Theater Review: “Now Circa Then” — Comic Time-Tripping

By Helen Epstein

Opening on July 4, at a moment when immigrants and their living conditions are once again in the forefront of the news, Now Circa Then is an inspired choice.

Now Circa Then by Carly Mensch. Directed by Sean Christopher Lewis. Staged by the Chester Theatre Company, 15 Middlefield Road, Chester, MA through July 14.

Lilli Hokama and Luke Hofmaier in the Cheater Theatre Company production of “Now Circa Then.” Photo: Andrew Greto.

The Chester Theatre Company in the Berkshires has a fondness for intimate comedies about very young off-beat adults and Now Circa Then, a New England premiere, runs true to type. Set in an impeccably recreated apartment in New York’s Tenement Museum (see Arts Fuse link), it features a tin ceiling, black coal stove, sewing machine, wood table, and line of drying clothing extending over the back of the stage. The characters are the married couple Julian and Josephine Glockner, Jewish immigrants who came to New York from Eastern Europe in 1890. Their lives are explained and re-enacted by a mismatched pair of museum workers Margie and Gideon, American millennials. Margie, who has fled her small town and family in Michigan somehow fell into the job; Gideon, an avowed history buff from the Upper West Side, sought it out after “doing” Renaissance fairs, Plymouth, the Boston Fire of 1872, Gettysburg, and a living farm museum in Iowa.

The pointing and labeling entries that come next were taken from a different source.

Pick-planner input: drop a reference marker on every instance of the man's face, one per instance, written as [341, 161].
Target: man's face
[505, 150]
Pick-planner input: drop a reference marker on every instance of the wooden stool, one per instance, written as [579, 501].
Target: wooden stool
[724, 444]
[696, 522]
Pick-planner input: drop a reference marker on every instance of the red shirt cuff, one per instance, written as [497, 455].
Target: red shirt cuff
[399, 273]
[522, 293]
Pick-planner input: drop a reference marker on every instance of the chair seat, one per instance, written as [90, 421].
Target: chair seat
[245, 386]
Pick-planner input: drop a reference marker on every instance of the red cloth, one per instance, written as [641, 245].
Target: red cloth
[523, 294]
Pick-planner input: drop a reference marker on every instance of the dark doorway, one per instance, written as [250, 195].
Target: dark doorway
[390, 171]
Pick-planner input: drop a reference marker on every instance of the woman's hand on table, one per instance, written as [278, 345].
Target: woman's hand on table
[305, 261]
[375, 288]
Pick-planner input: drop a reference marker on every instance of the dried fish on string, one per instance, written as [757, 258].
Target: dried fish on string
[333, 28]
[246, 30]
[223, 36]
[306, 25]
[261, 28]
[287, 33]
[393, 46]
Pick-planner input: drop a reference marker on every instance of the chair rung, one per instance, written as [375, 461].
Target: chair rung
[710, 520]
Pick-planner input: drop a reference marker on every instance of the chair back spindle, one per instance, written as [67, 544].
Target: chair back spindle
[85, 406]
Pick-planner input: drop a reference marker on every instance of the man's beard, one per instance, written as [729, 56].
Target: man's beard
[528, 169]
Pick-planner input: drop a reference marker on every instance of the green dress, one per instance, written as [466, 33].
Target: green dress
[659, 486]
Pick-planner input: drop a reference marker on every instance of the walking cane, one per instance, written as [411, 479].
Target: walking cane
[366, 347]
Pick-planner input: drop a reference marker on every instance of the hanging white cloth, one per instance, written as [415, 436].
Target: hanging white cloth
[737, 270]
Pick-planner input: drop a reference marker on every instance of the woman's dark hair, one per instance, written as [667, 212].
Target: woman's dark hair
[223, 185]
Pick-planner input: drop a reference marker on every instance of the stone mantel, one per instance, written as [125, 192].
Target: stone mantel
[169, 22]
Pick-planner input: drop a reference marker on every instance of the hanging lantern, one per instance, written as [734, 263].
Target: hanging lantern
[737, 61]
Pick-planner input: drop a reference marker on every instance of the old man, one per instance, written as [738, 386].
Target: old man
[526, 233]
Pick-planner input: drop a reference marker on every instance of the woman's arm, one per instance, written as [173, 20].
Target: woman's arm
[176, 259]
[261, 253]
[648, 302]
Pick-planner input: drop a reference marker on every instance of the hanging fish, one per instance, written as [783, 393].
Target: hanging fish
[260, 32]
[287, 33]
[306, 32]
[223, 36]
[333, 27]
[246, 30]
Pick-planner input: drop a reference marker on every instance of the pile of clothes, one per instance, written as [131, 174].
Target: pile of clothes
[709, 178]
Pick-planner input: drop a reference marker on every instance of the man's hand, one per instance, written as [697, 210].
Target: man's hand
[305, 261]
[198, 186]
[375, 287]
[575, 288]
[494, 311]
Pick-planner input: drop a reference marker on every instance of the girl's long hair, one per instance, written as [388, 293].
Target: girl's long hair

Moving back and forth between a young 19th century immigrant couple and a couple of re-enactors in the 21st is a clever and potentially very rich idea for a play. Many theatregoers have visited the many living museums around the country, where they are simultaneously tourists, students, and audiences. Through this hybrid, quasi-theatrical form of education, they learn local history and sociology while wondering about the historical characters and their relationships, as well as speculate about contemporary analogues or parallels. Opening on July 4, at a moment when immigrants and their living conditions are once again in the forefront of the news, Now Circa Then (originally produced in 2010) is an inspired choice.

Lilli Hokama, whom I reviewed when she played a housebound teenager in  CTC’s production of I and You in 2017  is interesting to watch as both the refugee Josephine and the adamantly non-theater person Margie. Museums are exotic, out of the way places for her in real life. Margie has no particular interest in acting or consciousness of history – despite her (in the play and in real life) Japanese ancestry. She has taken this job on the Lower East Side only to survive in New York, belatedly where she begins to understand that she, too, is a migrant who can be enriched by understanding history. Bringing dramatic interest to this role of such an inchoate character is challenging, and Hokama for the most part rises to it.

Luke Hofmaier has more to work with in the more clearly defined role of the narcissistic city boy, amateur actor, and nerd Gideon, whose “brain is like a 24-hour history channel.” Yet, beneath his arrogance, he is as lost as Margie. Defiantly, he owns no cellphone and boycotts Starbucks but, like Margie until she fled her small town, he is still living in his childhood home. The tall, lanky, and poised Hofmaier is fun to watch switching back and forth between the immigrant patriarch Julian Glockner and the callow, patronizing Gideon.

Carly Mensch is a playwright turned screenwriter (Orange is the New Black, among other TV series) and some of the scenes come off as shorthand drafts rather than final versions. As directed by Sean Christopher Lewis, however, the production moves so swiftly and entertainingly back and forth in time, that I gave up on wanting Margie to develop into a more interesting character and the plot to unfold more smoothly: I simply enjoyed the comedy.

One of the prides of the Chester Theatre Company is its resident team of designers. This production lived up to expectation: the period set by David Towlun, Heather Crocker Aulenback’s costumes (in this case, drab period immigrant browns and grays, and 21st century red sneakers), Lara Dubin’s lighting, and Tom Shread’s sound design.


Helen Epstein is the author of Joe Papp: An American Life and nine other books of non-fiction. She has been reviewing for The Arts Fuse since its inception.